Over the last 10 years, if you talked to people who called themselves green, many of them didn't seem all that interested in the big bad world of politics. There was a lot of emphasis on single issues, and each of these single issues was often taken down to lifestyle choices. If you were worried about climate change, you should be insulating your loft. If you were worried about water pollution, you shouldn't be flushing away your tampons.
For a while in the Nineties, I worked in my spare time with a well-meaning women's environmental organisation. For all its wonderful intentions, its concrete achievements were mainly along the lines of getting more women to buy reusable nappies and sanitary towels. This seemed to be the goal of so many green groups at that time: to change the lifestyles of a few individuals.
Green believers had a good handle on things that you could do day by day on a personal basis, from wearing unbleached cotton to buying cosmetics that weren't tested on animals. A typical Nineties family who bought into environmental awareness could see their commitment as a series of good deeds. They could push a dozen bottles into a bottle bank, they could buy a pound of fairtrade coffee, then if they were really committed they could put their potato peelings on their compost heap and go on a yoga holiday in Oxfordshire instead of a villa break in Tuscany. Keeping faith with the environmental movement has often been seen as simply making a series of personal choices in one's shopping, eating and travelling habits.
Indeed, more than one newspaper, to tie in with the World Summit on sustainable development, has recently offered readers tips on "50 ways you can save our planet". These have included using an electric razor instead of disposable ones, buying chocolates from "proper chocolate stores", so that they are not individually wrapped, and wrapping up Christmas presents in fabric.
At least these choices allow people to make a difference, however small, and give them a feeling of power. But how real is that sense of power? For a start, however green you like to think you are, it is only a matter of time before one good deed is going to be drowned out by a bad one. This newspaper's recent analysis of the environmental damage caused by a quiet night in is proof enough of that. Most of us are not just too lazy and selfish, but also too unsure of whether the outcomes will make a jot of difference, to do a tenth of the things that we are enjoined to do.
It is also the case that not everyone can afford to make the choices that the green movement seemed to require. Sheherazade Goldsmith, in a feature in yesterday's Telegraph, presented the perfect image of the green consumer. She appeared with arms full of vine tomatoes and lettuces, extolling the wonders of eating only seasonal food. She spends half her time on her farm in Devon and the rest at the family home in London, where she says it is easy to shop from farmers' markets and by mail order from organic producers.

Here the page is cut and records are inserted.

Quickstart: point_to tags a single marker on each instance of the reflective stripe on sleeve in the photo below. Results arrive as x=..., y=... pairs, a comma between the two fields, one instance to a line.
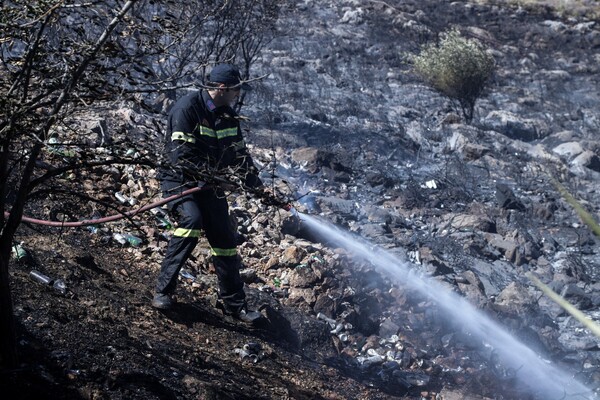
x=226, y=133
x=186, y=137
x=183, y=232
x=204, y=131
x=223, y=252
x=223, y=133
x=237, y=146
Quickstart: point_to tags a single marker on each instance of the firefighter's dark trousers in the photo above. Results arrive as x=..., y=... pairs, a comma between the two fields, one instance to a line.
x=205, y=210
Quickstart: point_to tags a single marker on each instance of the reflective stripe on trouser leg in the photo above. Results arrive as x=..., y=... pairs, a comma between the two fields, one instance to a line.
x=221, y=236
x=182, y=243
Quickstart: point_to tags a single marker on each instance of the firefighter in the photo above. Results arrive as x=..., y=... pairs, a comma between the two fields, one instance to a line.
x=204, y=139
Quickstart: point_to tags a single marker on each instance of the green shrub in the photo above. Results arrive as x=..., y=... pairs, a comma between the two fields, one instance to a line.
x=458, y=68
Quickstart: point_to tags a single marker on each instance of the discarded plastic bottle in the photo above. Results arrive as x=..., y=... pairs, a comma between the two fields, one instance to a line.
x=59, y=285
x=132, y=240
x=120, y=238
x=38, y=276
x=124, y=238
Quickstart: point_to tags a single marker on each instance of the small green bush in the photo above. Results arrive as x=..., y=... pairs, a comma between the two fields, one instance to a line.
x=458, y=68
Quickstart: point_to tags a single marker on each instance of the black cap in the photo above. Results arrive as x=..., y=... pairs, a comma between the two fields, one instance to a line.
x=227, y=74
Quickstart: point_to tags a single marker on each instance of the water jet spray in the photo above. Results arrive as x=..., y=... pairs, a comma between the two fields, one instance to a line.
x=536, y=375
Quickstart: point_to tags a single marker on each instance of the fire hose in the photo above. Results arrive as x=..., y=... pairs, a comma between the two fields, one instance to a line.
x=269, y=200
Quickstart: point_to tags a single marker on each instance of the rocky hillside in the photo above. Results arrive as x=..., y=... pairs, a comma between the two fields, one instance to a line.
x=430, y=210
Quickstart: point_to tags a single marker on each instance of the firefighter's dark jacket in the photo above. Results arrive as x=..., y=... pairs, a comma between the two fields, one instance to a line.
x=203, y=140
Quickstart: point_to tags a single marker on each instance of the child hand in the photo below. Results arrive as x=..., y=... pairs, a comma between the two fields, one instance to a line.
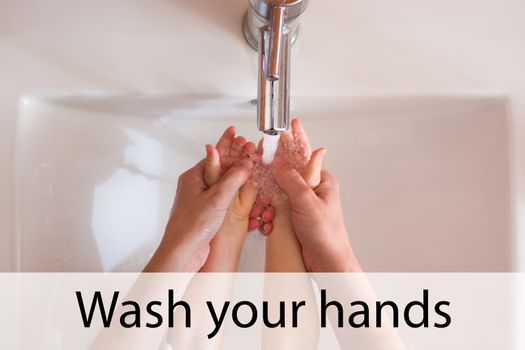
x=219, y=159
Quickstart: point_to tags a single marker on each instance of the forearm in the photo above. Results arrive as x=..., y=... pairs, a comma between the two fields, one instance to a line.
x=226, y=247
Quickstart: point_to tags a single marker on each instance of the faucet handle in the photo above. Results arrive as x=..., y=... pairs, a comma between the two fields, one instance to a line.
x=276, y=32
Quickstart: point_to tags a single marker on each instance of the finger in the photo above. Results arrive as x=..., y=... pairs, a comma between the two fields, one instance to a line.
x=300, y=136
x=249, y=150
x=231, y=182
x=264, y=199
x=312, y=172
x=237, y=147
x=256, y=211
x=225, y=142
x=192, y=180
x=266, y=229
x=267, y=215
x=328, y=189
x=292, y=183
x=247, y=195
x=212, y=168
x=253, y=224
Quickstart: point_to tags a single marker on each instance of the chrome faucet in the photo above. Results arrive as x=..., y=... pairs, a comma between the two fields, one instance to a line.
x=271, y=27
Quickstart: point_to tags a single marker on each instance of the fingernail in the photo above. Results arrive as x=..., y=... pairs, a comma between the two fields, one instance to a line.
x=245, y=162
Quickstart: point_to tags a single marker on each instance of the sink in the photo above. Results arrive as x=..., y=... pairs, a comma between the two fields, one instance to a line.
x=425, y=179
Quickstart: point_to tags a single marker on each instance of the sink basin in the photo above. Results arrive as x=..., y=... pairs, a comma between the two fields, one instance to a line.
x=425, y=179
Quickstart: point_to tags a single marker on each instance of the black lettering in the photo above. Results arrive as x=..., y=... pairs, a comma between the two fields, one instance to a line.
x=395, y=313
x=282, y=316
x=365, y=313
x=158, y=316
x=171, y=310
x=325, y=305
x=217, y=321
x=295, y=310
x=445, y=315
x=424, y=307
x=235, y=314
x=97, y=300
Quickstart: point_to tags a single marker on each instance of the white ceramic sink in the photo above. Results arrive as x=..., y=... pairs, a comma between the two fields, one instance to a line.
x=425, y=180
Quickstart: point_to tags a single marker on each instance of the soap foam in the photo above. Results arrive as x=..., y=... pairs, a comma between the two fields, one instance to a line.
x=293, y=153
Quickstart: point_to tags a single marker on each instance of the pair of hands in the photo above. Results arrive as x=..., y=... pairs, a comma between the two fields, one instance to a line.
x=206, y=192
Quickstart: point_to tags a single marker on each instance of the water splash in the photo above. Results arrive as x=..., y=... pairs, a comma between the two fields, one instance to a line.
x=270, y=143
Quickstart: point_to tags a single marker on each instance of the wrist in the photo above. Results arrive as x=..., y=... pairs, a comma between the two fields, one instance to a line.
x=180, y=255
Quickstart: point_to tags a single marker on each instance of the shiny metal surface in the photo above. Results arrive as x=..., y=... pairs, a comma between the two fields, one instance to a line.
x=271, y=27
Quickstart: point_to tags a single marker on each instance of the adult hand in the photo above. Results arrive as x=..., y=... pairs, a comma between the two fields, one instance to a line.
x=197, y=215
x=317, y=218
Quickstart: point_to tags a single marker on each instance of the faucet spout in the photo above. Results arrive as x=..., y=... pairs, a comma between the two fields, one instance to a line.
x=270, y=26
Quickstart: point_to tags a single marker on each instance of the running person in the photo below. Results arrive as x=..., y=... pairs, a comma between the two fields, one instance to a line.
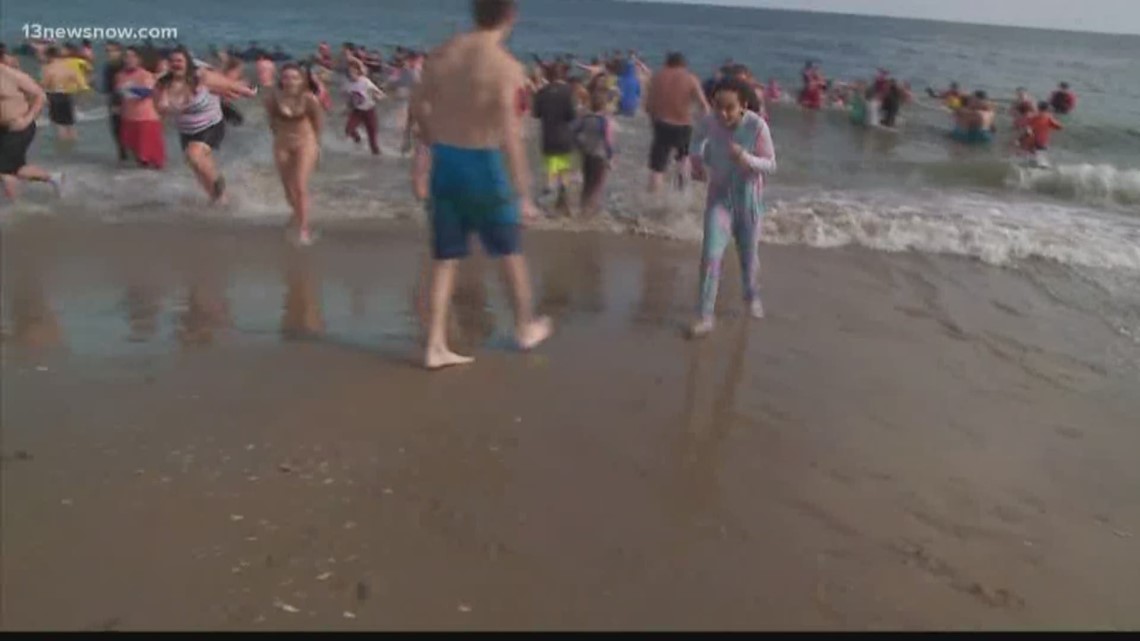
x=363, y=96
x=60, y=82
x=295, y=118
x=193, y=96
x=140, y=129
x=739, y=154
x=555, y=110
x=21, y=102
x=466, y=110
x=669, y=104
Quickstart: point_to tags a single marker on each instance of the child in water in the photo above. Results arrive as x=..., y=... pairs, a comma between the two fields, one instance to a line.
x=594, y=139
x=738, y=154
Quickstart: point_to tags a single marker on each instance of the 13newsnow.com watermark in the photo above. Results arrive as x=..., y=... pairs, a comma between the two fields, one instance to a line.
x=37, y=31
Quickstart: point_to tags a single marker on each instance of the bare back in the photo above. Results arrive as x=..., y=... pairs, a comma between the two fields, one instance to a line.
x=672, y=94
x=464, y=86
x=13, y=99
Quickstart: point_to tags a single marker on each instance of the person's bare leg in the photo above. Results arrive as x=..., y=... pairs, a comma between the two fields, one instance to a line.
x=528, y=331
x=654, y=181
x=10, y=186
x=438, y=355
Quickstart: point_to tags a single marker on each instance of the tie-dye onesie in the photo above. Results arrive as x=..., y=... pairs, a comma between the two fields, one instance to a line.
x=735, y=202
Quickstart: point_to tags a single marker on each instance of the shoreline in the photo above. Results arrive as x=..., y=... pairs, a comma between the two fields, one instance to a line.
x=906, y=441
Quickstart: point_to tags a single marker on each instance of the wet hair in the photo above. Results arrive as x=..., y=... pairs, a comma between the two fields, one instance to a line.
x=306, y=74
x=493, y=14
x=738, y=87
x=192, y=70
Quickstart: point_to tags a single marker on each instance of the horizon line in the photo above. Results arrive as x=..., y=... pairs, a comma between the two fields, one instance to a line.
x=725, y=5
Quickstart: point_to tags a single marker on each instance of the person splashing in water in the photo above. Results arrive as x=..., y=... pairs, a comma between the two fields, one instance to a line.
x=295, y=118
x=738, y=154
x=194, y=96
x=669, y=104
x=466, y=108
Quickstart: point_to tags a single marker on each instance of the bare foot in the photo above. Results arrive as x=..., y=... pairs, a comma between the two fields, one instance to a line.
x=535, y=333
x=701, y=329
x=438, y=358
x=756, y=309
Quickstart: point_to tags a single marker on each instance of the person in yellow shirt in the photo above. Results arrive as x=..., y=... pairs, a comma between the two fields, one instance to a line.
x=75, y=59
x=62, y=81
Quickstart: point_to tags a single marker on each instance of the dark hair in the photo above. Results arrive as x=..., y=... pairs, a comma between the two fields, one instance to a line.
x=192, y=70
x=735, y=86
x=493, y=14
x=306, y=73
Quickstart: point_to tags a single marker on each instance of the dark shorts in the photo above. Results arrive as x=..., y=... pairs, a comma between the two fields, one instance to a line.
x=471, y=194
x=14, y=148
x=62, y=110
x=211, y=136
x=668, y=138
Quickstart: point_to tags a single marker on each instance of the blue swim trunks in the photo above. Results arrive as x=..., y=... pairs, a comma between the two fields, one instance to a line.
x=471, y=193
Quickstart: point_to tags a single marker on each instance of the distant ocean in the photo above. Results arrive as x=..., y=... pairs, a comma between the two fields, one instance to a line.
x=837, y=185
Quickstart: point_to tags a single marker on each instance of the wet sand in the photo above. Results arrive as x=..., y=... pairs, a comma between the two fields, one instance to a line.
x=203, y=429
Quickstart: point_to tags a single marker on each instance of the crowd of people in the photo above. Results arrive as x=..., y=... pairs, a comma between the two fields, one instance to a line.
x=465, y=105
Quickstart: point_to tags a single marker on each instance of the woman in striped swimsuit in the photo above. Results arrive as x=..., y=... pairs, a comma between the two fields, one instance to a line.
x=192, y=95
x=738, y=154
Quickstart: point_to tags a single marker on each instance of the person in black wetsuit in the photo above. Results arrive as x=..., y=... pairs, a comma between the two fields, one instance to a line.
x=893, y=99
x=114, y=64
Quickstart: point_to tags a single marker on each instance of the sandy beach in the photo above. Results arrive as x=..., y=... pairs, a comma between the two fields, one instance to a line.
x=203, y=429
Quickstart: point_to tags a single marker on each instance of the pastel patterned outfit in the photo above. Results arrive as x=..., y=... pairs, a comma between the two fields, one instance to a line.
x=735, y=202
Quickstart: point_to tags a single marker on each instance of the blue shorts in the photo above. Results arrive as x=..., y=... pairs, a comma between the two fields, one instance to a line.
x=471, y=193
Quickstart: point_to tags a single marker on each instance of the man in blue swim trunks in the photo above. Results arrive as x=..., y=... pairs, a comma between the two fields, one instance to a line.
x=466, y=108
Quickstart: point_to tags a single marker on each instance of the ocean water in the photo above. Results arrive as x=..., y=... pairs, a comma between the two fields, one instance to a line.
x=837, y=185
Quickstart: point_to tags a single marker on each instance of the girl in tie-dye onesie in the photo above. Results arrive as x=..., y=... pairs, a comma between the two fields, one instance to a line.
x=738, y=154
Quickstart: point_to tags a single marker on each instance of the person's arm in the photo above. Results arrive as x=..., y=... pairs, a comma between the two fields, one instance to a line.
x=511, y=124
x=609, y=138
x=762, y=157
x=420, y=105
x=218, y=83
x=699, y=94
x=35, y=99
x=316, y=115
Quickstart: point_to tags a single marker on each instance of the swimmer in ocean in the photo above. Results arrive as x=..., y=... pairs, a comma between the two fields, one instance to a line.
x=952, y=98
x=466, y=110
x=60, y=81
x=295, y=118
x=738, y=155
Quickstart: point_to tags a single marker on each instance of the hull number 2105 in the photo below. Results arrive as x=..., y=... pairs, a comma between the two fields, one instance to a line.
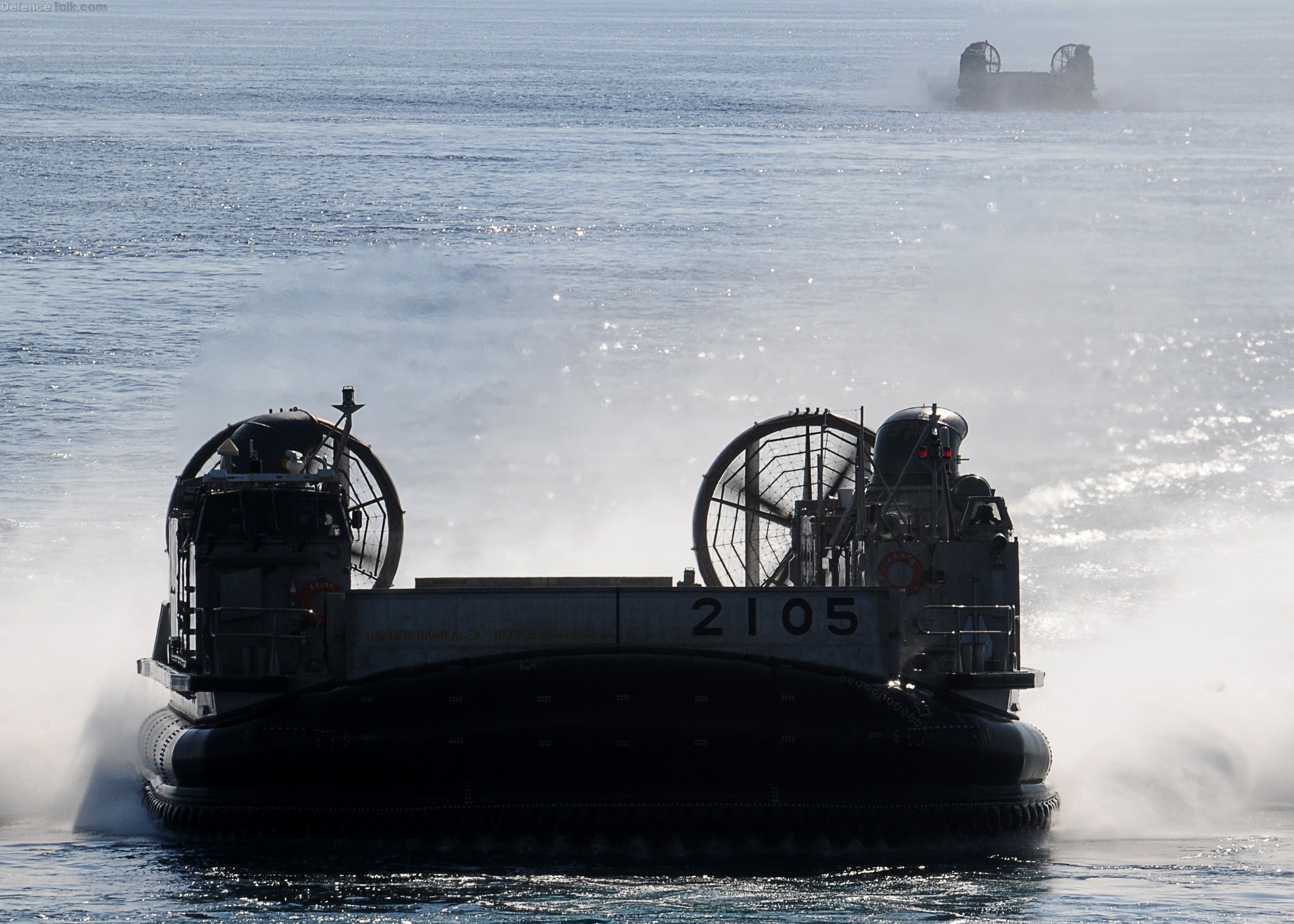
x=797, y=616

How many people in Britain can get their food this way? For so many, pushed for time and money, the choices are simply made for them by the corner shop or the local supermarket.
Of course an awful lot of environmentalists in the UK have always done a lot more than go shopping. Hell, some of them have gone and lived in trees to save our countryside. But however fierce the commitment, too often in the past there seemed to be a gap between the soft centre of green thinking and the hard edges of political reality. That was understandable. After all, it's a lot more pleasant to talk about Gaia than GATTs, about positive thinking than poverty.
Indeed, the least acceptable – to my mind – aspect of the green movement up until now has been its occasional romanticisation of poverty. I have talked to Western environmentalists who have told me completely seriously that beggars out on the streets in India are much happier than Londoners sitting in their gas-guzzling cars. "They just don't have the misery that all our excess brings us," one such chap told me, wide-eyed.
But this kind of woolly thinking need no longer be seen as characteristic of the people who want to save the planet. Although the "anti-globalisation" movement has often been mocked, the series of protests that focused on global justice have produced a series of impressive alliances and concrete proposals.
Now, if you listen to the spokespeople from many diverse environmental groups, or tap into the websites or books of all sorts of activists from Vandana Shiva to George Monbiot, what you hear is not so much personal exhortation as concrete political analysis. Rather than taking single issues back to your shopping and washing habits, you are more likely to find that those single issues are linked one with another into larger global picture.
So those who are worried about climate change are now as likely to be agitating about global targets on fossil fuel emissions as about putting more lofts in order. Those who want to encourage the consumption of more locally produced food might be going off to do their shopping at farmers' markets, but they might also be questioning the system of agricultural subsidies that makes some imported food so much cheaper than food grown round the corner.
This more hard-edged political analysis of green issues is also filtering through into the mainstream. It is fascinating to see how the anti-globalisers' emphasis on unfair trade rules and on unregulated corporate behaviour has translated into the concerns of the media as they gather to report the World Summit. Even The Times, yesterday, joined the call to slash agricultural subsidies in rich countries to give the poor a chance.
And in a context where people are eager to look beyond their own backyard for solutions, alliances are now being forged across many different countries. Even though the politicians at the World Summit may not come to any real agreements, other meetings may prove fruitful. For sure, there is no reason for optimism. Organic farmers from Britain may meet up with small farmers from Andhra Pradesh and decide that they all want fewer subsidies for corporate agriculture and more support for traditional farming methods in their home provinces. But that does not mean that either the farmers from Britain or the farmers from Andhra Pradesh will necessarily find that their voices carry any weight against more powerful forces ranged against them.
Yet these alliances that are being forged between North and South may do more than we can imagine. There is a lot that people can do for themselves, individually, if they choose, but some changes will never come about unless people act collectively.